Shintech Louisiana, a subsidiary of Japan-based Shin-Etsu Chemical Co., announced plans to invest $3.4 billion to expand its existing facility in Plaquemine, Louisiana. According to Louisiana Economic Development, the project includes construction of a second ethylene production unit -- known as the Plaquemine Ethylene Plant-2, or PEP-2 -- along with a fourth chlor-alkali and vinyl chloride monomer (VCM) unit at the company's existing Iberville Parish site. Both units are being developed in parallel and follow the same construction timeline.
Construction will be executed in phases, with the first phase expected to be completed in 2030. Shin-Etsu's parent company release confirms the expansion is designed to strengthen the company's position in global PVC and caustic soda markets by ensuring reliable supply of key feedstocks at the vertically integrated Plaquemine campus.
The expansion brings Shintech's total investment in Louisiana to more than $12.4 billion, according to Iberville Parish officials.
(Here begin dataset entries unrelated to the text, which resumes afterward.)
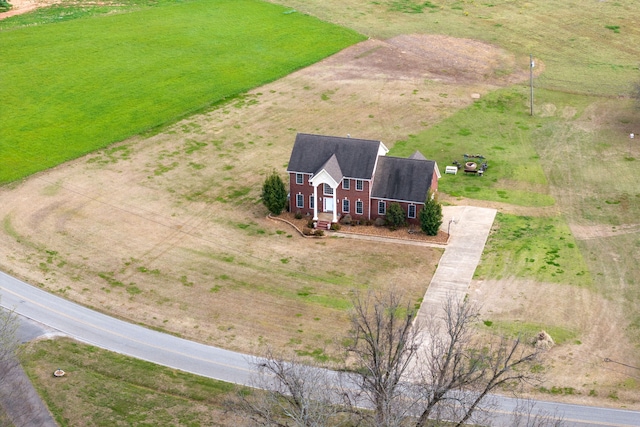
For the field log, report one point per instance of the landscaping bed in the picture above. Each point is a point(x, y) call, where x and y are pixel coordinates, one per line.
point(403, 233)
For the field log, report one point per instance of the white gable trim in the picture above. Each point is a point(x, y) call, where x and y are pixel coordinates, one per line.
point(323, 177)
point(435, 167)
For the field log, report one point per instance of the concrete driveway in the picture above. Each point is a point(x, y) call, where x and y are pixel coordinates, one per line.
point(469, 228)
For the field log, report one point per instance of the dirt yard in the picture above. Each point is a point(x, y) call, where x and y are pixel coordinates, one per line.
point(166, 230)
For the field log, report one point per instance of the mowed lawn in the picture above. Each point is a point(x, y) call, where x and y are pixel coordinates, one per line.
point(72, 87)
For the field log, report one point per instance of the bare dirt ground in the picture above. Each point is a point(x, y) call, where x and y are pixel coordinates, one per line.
point(167, 230)
point(24, 6)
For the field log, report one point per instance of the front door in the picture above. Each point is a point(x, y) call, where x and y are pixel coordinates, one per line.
point(328, 204)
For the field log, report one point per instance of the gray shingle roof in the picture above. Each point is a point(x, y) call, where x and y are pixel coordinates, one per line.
point(356, 157)
point(403, 179)
point(417, 155)
point(333, 168)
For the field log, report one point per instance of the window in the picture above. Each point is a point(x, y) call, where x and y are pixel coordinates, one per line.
point(411, 213)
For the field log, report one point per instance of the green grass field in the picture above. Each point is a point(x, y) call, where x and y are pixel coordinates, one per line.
point(75, 86)
point(498, 128)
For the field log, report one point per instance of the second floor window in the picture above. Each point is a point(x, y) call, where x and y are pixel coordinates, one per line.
point(382, 208)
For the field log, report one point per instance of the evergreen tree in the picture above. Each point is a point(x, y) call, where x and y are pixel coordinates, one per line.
point(274, 194)
point(431, 215)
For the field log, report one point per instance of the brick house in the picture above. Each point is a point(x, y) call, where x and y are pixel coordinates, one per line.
point(356, 177)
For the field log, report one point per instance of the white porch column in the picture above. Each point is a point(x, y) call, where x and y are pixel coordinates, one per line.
point(315, 202)
point(335, 204)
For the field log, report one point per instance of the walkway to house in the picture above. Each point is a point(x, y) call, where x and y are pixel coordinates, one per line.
point(469, 228)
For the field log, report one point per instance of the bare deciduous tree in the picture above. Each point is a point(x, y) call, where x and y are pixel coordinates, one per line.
point(296, 394)
point(456, 372)
point(526, 415)
point(403, 373)
point(383, 341)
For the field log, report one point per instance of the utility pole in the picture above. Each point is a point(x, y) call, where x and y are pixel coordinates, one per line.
point(531, 65)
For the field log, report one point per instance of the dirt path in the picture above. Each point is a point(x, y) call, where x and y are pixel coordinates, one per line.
point(168, 231)
point(23, 6)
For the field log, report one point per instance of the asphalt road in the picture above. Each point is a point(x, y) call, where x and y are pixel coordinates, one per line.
point(97, 329)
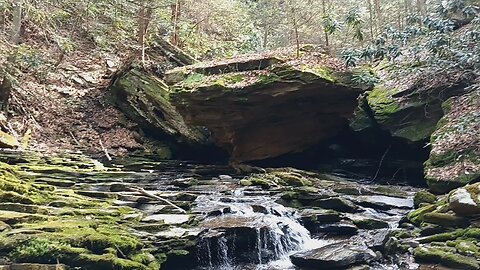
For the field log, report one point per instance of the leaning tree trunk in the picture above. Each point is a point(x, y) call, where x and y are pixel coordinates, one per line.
point(379, 15)
point(17, 21)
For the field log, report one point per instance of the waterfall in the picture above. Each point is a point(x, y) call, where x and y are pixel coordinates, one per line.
point(256, 231)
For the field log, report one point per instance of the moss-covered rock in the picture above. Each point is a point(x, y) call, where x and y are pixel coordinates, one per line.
point(261, 107)
point(435, 255)
point(85, 232)
point(144, 98)
point(424, 197)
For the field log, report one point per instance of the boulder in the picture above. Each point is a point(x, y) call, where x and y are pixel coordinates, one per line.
point(463, 201)
point(263, 107)
point(143, 97)
point(455, 157)
point(408, 108)
point(334, 256)
point(8, 141)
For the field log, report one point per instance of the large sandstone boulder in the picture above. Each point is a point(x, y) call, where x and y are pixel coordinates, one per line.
point(465, 201)
point(265, 106)
point(334, 256)
point(143, 97)
point(408, 108)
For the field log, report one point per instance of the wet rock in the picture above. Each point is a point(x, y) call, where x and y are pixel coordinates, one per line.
point(260, 209)
point(424, 197)
point(171, 219)
point(334, 256)
point(219, 211)
point(368, 223)
point(259, 114)
point(341, 228)
point(8, 141)
point(384, 202)
point(446, 220)
point(144, 98)
point(447, 258)
point(337, 204)
point(185, 182)
point(319, 215)
point(376, 240)
point(225, 177)
point(463, 202)
point(187, 197)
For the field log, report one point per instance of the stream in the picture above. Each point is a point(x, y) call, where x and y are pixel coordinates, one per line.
point(330, 223)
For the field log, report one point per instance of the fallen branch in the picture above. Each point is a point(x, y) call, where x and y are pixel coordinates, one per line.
point(146, 193)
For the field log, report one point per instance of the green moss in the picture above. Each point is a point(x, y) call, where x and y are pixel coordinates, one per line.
point(291, 179)
point(443, 237)
point(445, 220)
point(416, 216)
point(434, 255)
point(424, 197)
point(108, 262)
point(370, 224)
point(467, 247)
point(382, 103)
point(322, 72)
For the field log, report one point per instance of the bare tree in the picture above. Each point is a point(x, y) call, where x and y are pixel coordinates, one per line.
point(422, 7)
point(17, 21)
point(144, 17)
point(379, 15)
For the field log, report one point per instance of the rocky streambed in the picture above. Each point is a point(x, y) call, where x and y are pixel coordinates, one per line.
point(73, 212)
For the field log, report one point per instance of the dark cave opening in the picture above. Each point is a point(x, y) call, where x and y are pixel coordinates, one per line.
point(368, 156)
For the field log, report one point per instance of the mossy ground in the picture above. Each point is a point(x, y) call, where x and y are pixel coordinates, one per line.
point(82, 233)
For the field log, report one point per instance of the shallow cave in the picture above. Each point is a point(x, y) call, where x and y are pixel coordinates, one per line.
point(370, 156)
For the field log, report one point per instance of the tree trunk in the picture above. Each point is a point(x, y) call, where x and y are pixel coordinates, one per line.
point(422, 7)
point(17, 22)
point(327, 41)
point(370, 17)
point(379, 15)
point(144, 16)
point(265, 37)
point(176, 12)
point(408, 6)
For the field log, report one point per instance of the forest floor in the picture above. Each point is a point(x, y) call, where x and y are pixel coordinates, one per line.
point(63, 101)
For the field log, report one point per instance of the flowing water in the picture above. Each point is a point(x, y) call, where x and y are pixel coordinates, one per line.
point(254, 233)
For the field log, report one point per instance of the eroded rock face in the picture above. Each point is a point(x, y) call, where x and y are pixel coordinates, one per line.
point(463, 200)
point(409, 108)
point(264, 110)
point(143, 97)
point(334, 256)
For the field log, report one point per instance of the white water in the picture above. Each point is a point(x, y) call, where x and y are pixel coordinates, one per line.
point(278, 233)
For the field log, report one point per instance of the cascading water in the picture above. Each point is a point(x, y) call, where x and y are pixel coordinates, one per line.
point(251, 232)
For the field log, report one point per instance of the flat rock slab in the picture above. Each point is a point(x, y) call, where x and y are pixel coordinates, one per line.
point(334, 256)
point(170, 219)
point(179, 232)
point(384, 202)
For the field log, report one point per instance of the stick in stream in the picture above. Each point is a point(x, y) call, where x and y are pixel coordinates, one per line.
point(146, 193)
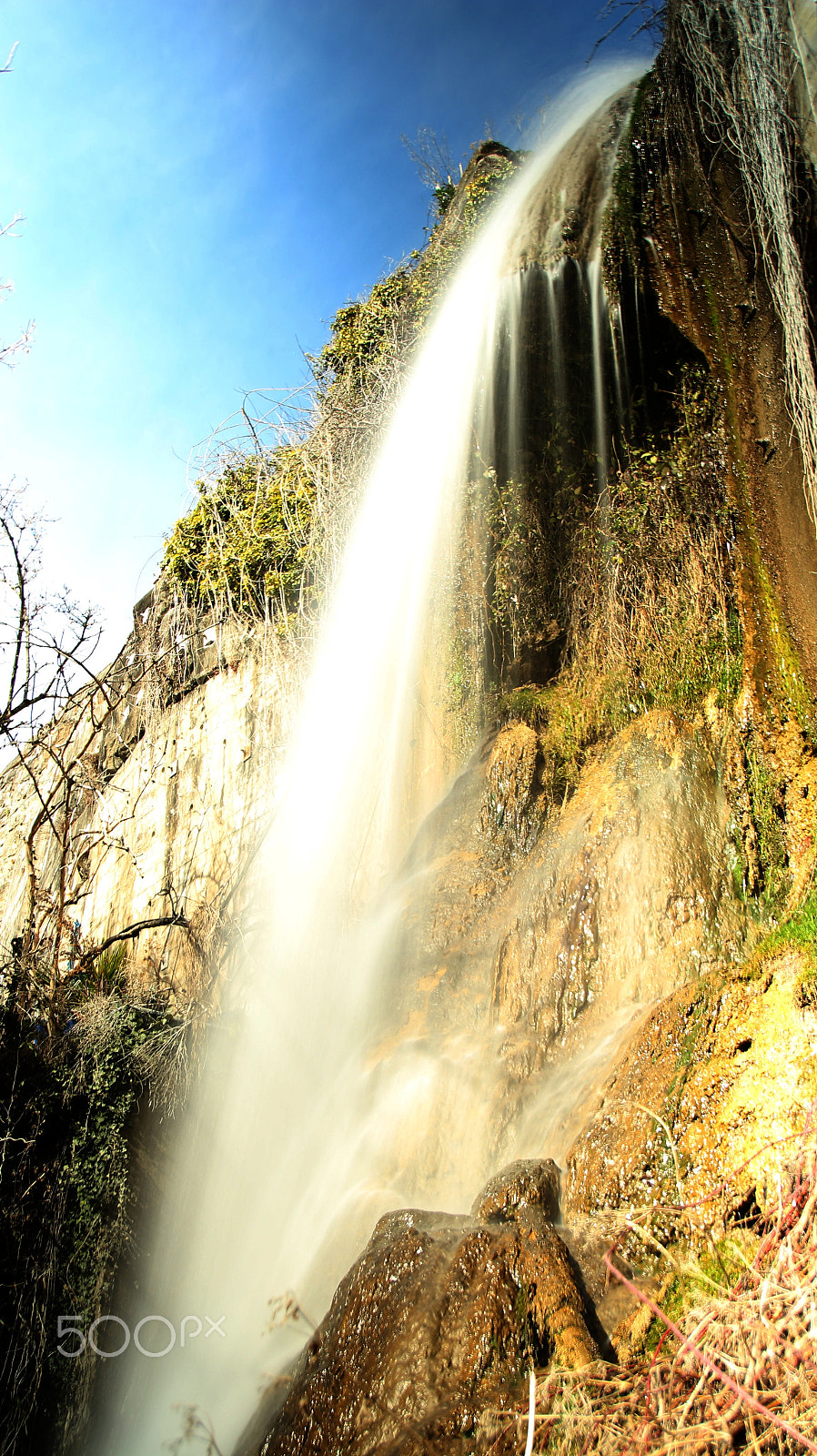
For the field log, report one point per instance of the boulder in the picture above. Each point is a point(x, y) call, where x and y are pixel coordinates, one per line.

Manufacturing Dive reports that across seven previous projects at the site, Shintech has created 725 direct jobs and 940 nested contractor positions, with thousands more construction workers engaged over those decades of build activity.
A $3.4 billion industrial project -- even one phased across multiple years -- is a substantial construction demand event for any regional market. Heavy industrial projects of this scale involve early civil and site work, followed by process equipment foundations, structural steel erection, mechanical pipe installation, electrical and instrumentation packages, insulation and scaffolding, and finally commissioning phases. For contractors and subcontractors working in specialty industrial, mechanical, electrical, civil, and process sectors, phased projects of this type are among the most valuable long-duration opportunities available.
The Plaquemine site's location on the Mississippi River corridor gives it strong logistics advantages for receiving heavy fabricated components, structural steel, and bulk materials. Contractors familiar with operating in active brownfield petrochemical environments -- where phased work occurs alongside live production operations -- will be positioned to compete for early packages as the project advances through permitting, detailed engineering, and early civil procurement phases.
This announcement also landed in the same week that Dodge Construction Network's March 2026 data showed Shintech's PEP-2/SPP-4 project as one of the largest new starts of the month, with the electric power and utilities segment surging 353.6% month over month -- in part because of projects like this one. The Gulf South is once again a focal point for U.S. industrial construction spending.
For industrial contractors, the Shintech expansion opens a multi-year pipeline of work across civil, mechanical, structural, and specialty trade packages. Phased projects of this scale typically involve multiple bid packages released over several years, with early civil and infrastructure work preceding the more complex process unit installation phases.
For subcontractors and specialty trades, Shintech's established practice of nested contractor operations at the site -- a model where selected contractors maintain a semi-permanent presence -- means long-duration relationships and deep familiarity with site-specific safety and operational protocols will be advantageous. The company has previously noted its commitment to local hiring.
For materials and equipment suppliers, the addition of 625,000 metric tons per year of ethylene production capacity requires substantial capital equipment investment in reactors, heat exchangers, columns, and utilities infrastructure -- all requiring significant installation labor.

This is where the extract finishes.